Reposting this from the BackTo20/20 forum, for our resident darling nerds.
This is more of a fun mathematical based question instead of a progress report or update. It’s based on CM measurements.
While taking walks I usually like to count how many paces from the point at which I can read a car’s license plate to when I reach the car. My max pace with my last normalize was 50 paces (could be a little more, since it was a casual count, but repeated). It varies though, and a lot of times it’s 40+ paces (I think things like the heat wave coming off the asphalt on the road can interfere). A quick measurement I just did shows I do about 8.5 paces per 20 feet.

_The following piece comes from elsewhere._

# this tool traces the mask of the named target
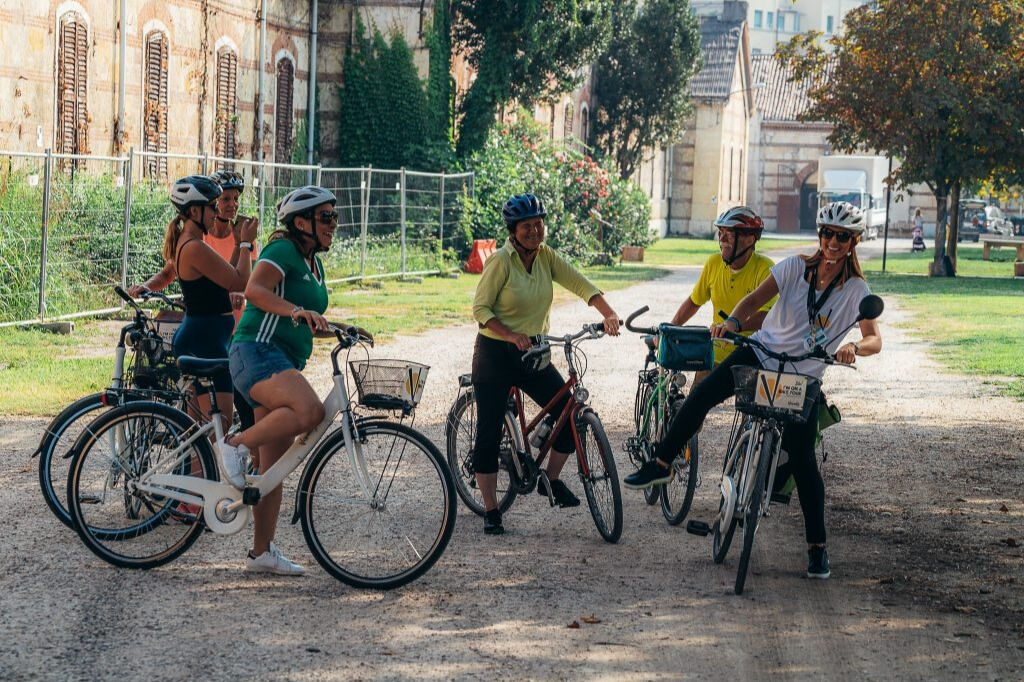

When running some numbers, I realized that diopters are very easy to calculate: just 100/your centimeter. You have provided the formula on the website somewhere, but I think it was a bit longer (converting for meters). Anyway, I realized that this is one of those infinite slope things because if you divide 100/2000 you still don’t get 0 (ie. “perfect vision”). So, since 100/800=0.125D I figured that that is a good number to start with to gage for “good natural vision.”
When working out the formula, I got:
800 cm = 26.25′
26.25’*(20’/8.5 paces) = ~62 paces
Hence, “good vision” for me with full prescription would give me 62 paces being the point at which I can read a car’s license plate outside in ideal conditions (sunny, but without squinting, and no heatwave coming off the asphalt).
Again, the max I’ve had with norms is 50 paces.
This translates to less ideal conditions (heat wave interference) of 40+ paces.
New norms (like the ones I just started wearing from yesterday) gives me about 35 (measuring in the less ideal condition mentioned above).
Does all of this seem valid to you? If it is, this means I’d need to be more accurate with my paces (double check pace distance, and counting in various scenarios). Hope it makes sense, though, because for me it might be a fun way of logging data improvement via real world experiences.